The U.S. Trade Representative’s Office on Aug. 13 published a notice delaying the imposition of a 10 percent import tariff on a range of consumer goods, including laptops, cell phones, and video game consoles.
Two weeks ago, President Donald Trump, unsatisfied with the progress of trade talks, announced a 10 percent tariff on $300 billion of Chinese imports to begin on Sept. 1, saying the regime did not deliver on its pledges to buy U.S. agricultural products and stem the flow of fentanyl to the United States.
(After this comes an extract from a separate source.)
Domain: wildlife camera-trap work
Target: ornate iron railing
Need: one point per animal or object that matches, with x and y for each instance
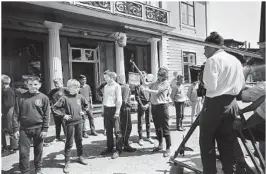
(128, 8)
Navarro, in an interview with Fox Business on Aug. 14, said the three month delay on certain Chinese goods came after hearing feedback from American businesses and stakeholders impacted by the move.
Businesses told the administration that they had already bought Chinese goods for the Christmas holiday season, and there was no way to change the contracts to take into account the tariffs, Navarro said.
“On that basis alone, there was no reason to inflict harm on ourselves,” he said.
Navarro said the “overwhelming majority” of these businesses said they would continue to shift their sourcing, production and supply chain out of China.
He said Trump’s “strong and flexible” decision to delay the tariff imposition would “continue to pressure on China.”
“Most of the pressure now is the fact that China is losing their supply chain,” Navarro added.
The administration is still moving ahead with imposing the 10 percent tariffs on much of the $300 billion list of Chinese goods, including smartwatches, to start on Sept. 1.
Earlier on Aug. 14, U.S. Commerce Secretary Wilbur Ross told CNBC that the postponement decision did not involve any concessions from Beijing.
“This was not a quid pro quo,” Ross said.
Meanwhile the two sides are continuing trade negotiations, with a phone call due within the next two weeks, Navarro said. Ross told CNBC that a date has not been set for another round of in-person talks.
“These negotiations will happen behind closed doors … And people just need to be patient,” Navarro said.
Reiterating previous remarks, the trade advisor said the negotiations were about addressing the Chinese regime’s “seven acts of economic aggression.”
According to Navarro, they are: “cyber intrusions into our business networks, forced technology transfer in exchange for market access, intellectual property theft, dumping into our markets, state-owned enterprises which are heavily subsidized, currency manipulation, and killing Americans with fentanyl.”
He added the the United States cannot “meet the Chinese halfway” on these structural issues.
“Because if you meet them halfway, then they’ll only be stealing half as much as they’re stealing, and killing half as many Americans.”